Have you looked through all the mentions of Morgan in Newspapers.com, Genealogy Bank, America’s Historical Newspapers, Chronicling America, and all the other newspaper databases?
I don’t go to archives any more but I ALWAYS find unknown, unused documents if I do a rigorous newspaper search. Librarians told my Mecklenburg Declaration hero Scott Syfert that a newspaper article did not exist. Yes it does, in at least one full-page reprint in a northern newspaper. Yesterday I received a book on the 1862 Gainesville, Texas, hangings and see that in the pursuit of cousins several weeks ago I located 19th century comments that Texas historians have not seen. No surprise there! So when you are saving up money and strength for your next archival visits please be sure not to neglect the available databases you can explore at home.
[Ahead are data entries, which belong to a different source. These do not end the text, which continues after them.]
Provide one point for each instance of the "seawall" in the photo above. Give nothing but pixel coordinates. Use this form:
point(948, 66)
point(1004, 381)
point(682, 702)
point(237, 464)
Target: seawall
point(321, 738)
Just in case you have not already done all this . . . . and apologies to you if you have.
What a pleasure to read your article was!
I am looking forward to a full biography on Daniel Morgan………
I enjoyed your article. The paragraph analogizing archival search to “Schrodinger’s much-abused cat” sent me scrambling to “Google.”
After flipping through the quick explanation of superposition my thought is “what a cat” and “what an archival search.” Empathy dripped all over the floor.
I re-read that thoughtful paragraph with analogies and had a jolly laugh as you intended. As might have been said in Old Virginia to those who search the archival trails “Hail and well met!”
Just out of curiosity, how will you handle Morgan’s stint as a Long Hunter if you can’t verify Higginbotham’s reference due to “losing” the manuscript? Can you accept Higginbotham unverified?
LIKE !!!!
I don’t know about Daniel Morgan per se, but if you haven’t checked out the Draper Manuscripts microfilms, I suggest you do so. Lyman Draper was more interested in the frontier, but he collected much on Virginia and the Carolinas during the War & before. While calendars of some of the papers have been published there remain a great many personal interviews in notebooks and correspondence in there that have not been catalogued or cited, even by scholars. Moreover, prior to them being microfilmed, scholars used a different citation method which makes them difficult to locate now. If you haven’t begun to wade into the Draper MSS, I suggest you do so.
A good case study of the challenge of working with historic manuscripts. Thanks.
Good article! I’m looking forward to the book! Press on!
Outstanding article! Many of us ‘share’ your pain in pursuit of the primary source document, digging for the golden nugget only to find it has vanished. Good luck. I look forward to reading your book.